5 Simple R Functions to Know Your Data Better
It only takes 5 simple R functions to understand data for better decision making.
Use Case 1: IT Salary Survey EU 2020
The data source for this use case is obtained from the below kaggle url
R Function #1
> Salary = data.frame(read.csv(“Salary.csv”))
> str(Salary)
‘data.frame’: 1253 obs. of 23 variables:
There are 1253 observations(rows) with 23 variables(columns)
> which.max(Salary$Age)
[1] 1104
> Salary$Age[1104]
[1] 69
The maximum age of IT professional is 69
R Function #2
> names(Salary)[names(Salary) == “Annual.brutto.salary..without.bonus.and.stocks..one.year.ago..Only.answer.if.staying.in.the.same.country”] <- “AnnualSalary”
> which.max(Salary$AnnualSalary)
[1] 854
> Salary$AnnualSalary[854]
[1] 500000000
> which.min(Salary$AnnualSalary)
[1] 713
> Salary$AnnualSalary[713]
[1] 11000
> plot(x=Salary$Age, y=Salary$AnnualSalary, xlab=”Age”, ylab=”Salary”, type=”l”)
We obtain below scatter plot by removing the anamoly
> plot(x=Salary$Age, y=Salary$AnnualSalary, xlab=”Age”, ylab=”Salary”, ylim=c(0, 500000))
R Function #3
> hist(Salary$AnnualSalary, xlab=”Salary group”, main=”IT Salaries”)
> hist(Salary$Age, xlab=”Age group”, main=”IT Age Group”)
R Function #4
> boxplot(Salary$Age, main = “IT Age Range”, ylab = “Age”)
> boxplot(Salary$AnnualSalary, main = “IT AnnualSalary Range”, ylab = “AnnualSalary”)
The above box plot doesnot showcase the median, 1'st and 3'rd quartile of IT Employee’s annual salary.
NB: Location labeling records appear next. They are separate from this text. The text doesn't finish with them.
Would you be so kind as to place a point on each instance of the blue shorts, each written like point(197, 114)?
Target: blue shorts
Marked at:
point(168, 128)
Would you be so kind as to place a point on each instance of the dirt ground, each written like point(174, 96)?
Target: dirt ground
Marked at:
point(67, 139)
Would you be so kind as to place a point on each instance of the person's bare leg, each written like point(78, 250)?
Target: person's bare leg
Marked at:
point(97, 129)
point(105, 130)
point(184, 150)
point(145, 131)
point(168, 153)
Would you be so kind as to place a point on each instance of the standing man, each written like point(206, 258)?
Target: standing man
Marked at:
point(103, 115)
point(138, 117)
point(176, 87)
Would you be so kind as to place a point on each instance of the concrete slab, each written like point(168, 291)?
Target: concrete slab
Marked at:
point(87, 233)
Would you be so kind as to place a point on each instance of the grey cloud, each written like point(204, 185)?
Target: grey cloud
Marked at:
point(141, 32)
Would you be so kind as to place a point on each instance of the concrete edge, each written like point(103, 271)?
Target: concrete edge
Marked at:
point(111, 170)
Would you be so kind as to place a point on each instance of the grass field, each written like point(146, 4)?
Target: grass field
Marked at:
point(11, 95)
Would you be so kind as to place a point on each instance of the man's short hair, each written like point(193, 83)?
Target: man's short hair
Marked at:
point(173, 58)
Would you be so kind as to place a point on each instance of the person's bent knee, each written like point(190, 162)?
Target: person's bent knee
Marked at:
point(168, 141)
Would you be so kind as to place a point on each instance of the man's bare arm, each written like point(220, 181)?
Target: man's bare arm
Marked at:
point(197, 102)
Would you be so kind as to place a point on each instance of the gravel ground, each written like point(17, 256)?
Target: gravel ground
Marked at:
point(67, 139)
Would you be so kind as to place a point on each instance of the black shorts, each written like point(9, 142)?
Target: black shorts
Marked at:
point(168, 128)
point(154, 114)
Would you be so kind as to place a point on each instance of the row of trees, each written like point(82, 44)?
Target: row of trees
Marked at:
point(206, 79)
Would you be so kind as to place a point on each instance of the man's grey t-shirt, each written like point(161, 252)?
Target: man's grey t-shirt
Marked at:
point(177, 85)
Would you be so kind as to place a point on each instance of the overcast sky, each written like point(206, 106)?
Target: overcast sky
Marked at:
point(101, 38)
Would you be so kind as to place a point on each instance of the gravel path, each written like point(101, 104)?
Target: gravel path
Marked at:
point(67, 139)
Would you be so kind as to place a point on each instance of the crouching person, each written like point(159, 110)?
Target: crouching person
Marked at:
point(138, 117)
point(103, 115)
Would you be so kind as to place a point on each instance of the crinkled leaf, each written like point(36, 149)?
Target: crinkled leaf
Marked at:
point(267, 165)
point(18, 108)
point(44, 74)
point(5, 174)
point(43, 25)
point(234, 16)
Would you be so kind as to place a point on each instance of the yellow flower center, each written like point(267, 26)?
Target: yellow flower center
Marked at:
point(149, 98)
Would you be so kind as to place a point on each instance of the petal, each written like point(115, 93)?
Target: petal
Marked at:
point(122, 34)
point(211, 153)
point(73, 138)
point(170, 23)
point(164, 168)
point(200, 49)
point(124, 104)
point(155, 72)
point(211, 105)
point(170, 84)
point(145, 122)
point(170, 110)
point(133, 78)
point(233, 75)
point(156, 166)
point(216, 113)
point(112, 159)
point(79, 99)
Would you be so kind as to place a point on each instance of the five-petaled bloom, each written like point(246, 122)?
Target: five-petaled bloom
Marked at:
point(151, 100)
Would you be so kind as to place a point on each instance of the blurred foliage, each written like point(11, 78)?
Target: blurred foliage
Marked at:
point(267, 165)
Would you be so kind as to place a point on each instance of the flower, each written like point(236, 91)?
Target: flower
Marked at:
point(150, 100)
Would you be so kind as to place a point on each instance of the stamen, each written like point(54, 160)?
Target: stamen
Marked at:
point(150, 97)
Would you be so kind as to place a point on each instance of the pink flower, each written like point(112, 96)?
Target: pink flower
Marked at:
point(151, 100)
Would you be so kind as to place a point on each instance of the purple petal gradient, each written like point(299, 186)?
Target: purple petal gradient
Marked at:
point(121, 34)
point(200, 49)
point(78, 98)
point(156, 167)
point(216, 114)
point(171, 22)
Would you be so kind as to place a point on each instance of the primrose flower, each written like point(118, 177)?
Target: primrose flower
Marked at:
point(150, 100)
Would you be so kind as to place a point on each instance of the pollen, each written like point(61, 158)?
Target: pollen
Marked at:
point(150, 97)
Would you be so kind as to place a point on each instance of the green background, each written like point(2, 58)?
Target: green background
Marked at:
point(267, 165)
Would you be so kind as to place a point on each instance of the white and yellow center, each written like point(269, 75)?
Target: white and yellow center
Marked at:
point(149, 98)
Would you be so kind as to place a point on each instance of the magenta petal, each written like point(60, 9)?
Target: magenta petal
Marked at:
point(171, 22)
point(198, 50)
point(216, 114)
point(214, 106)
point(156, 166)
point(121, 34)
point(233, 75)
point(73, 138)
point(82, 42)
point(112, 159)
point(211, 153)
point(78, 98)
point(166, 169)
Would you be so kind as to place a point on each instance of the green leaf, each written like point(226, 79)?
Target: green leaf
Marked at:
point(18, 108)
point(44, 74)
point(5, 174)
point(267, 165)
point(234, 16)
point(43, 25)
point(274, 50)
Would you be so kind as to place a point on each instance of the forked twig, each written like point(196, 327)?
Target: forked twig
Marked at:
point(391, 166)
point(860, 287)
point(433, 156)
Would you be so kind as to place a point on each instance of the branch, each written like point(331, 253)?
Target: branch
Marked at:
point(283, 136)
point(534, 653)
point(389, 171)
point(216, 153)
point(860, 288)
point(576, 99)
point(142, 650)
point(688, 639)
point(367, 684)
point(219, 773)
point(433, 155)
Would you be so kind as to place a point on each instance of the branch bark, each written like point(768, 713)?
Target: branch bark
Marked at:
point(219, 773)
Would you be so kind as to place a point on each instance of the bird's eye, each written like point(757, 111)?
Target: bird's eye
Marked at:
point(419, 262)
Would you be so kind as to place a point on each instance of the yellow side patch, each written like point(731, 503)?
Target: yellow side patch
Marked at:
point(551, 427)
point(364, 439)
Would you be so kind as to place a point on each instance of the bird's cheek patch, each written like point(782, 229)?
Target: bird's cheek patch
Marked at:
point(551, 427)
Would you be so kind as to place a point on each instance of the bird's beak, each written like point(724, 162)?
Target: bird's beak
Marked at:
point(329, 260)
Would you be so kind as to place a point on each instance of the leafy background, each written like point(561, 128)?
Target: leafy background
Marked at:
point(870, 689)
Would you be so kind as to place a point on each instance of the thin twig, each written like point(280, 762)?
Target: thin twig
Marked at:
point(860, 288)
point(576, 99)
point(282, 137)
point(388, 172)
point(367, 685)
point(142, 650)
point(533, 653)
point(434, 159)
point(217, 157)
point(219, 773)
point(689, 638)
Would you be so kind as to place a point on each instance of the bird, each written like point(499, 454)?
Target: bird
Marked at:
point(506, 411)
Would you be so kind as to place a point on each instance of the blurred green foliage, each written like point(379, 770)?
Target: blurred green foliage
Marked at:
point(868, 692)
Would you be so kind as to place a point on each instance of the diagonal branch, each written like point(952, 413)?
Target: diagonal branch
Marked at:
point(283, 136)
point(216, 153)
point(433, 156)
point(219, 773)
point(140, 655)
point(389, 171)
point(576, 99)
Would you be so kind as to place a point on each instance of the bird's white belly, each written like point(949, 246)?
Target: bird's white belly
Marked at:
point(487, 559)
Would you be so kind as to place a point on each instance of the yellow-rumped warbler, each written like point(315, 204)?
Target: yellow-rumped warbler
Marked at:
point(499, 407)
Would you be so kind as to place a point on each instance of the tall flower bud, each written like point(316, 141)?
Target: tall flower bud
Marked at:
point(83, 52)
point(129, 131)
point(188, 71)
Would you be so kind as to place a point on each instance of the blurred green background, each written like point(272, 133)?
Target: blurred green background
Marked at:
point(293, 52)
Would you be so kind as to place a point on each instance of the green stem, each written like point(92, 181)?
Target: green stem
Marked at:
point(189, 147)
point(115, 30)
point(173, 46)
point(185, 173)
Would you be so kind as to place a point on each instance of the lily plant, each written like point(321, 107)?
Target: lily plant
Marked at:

Lets remove the anamoly and box plot by providing salary range in the y-axis.
> boxplot(Salary$AnnualSalary, main = “IT AnnualSalary Range”, ylab = “AnnualSalary”, ylim=c(0,500000))
R Function #5
Below tapply command finds the average Salary by age
> tapply(Salary$AnnualSalary, Salary$Age, mean)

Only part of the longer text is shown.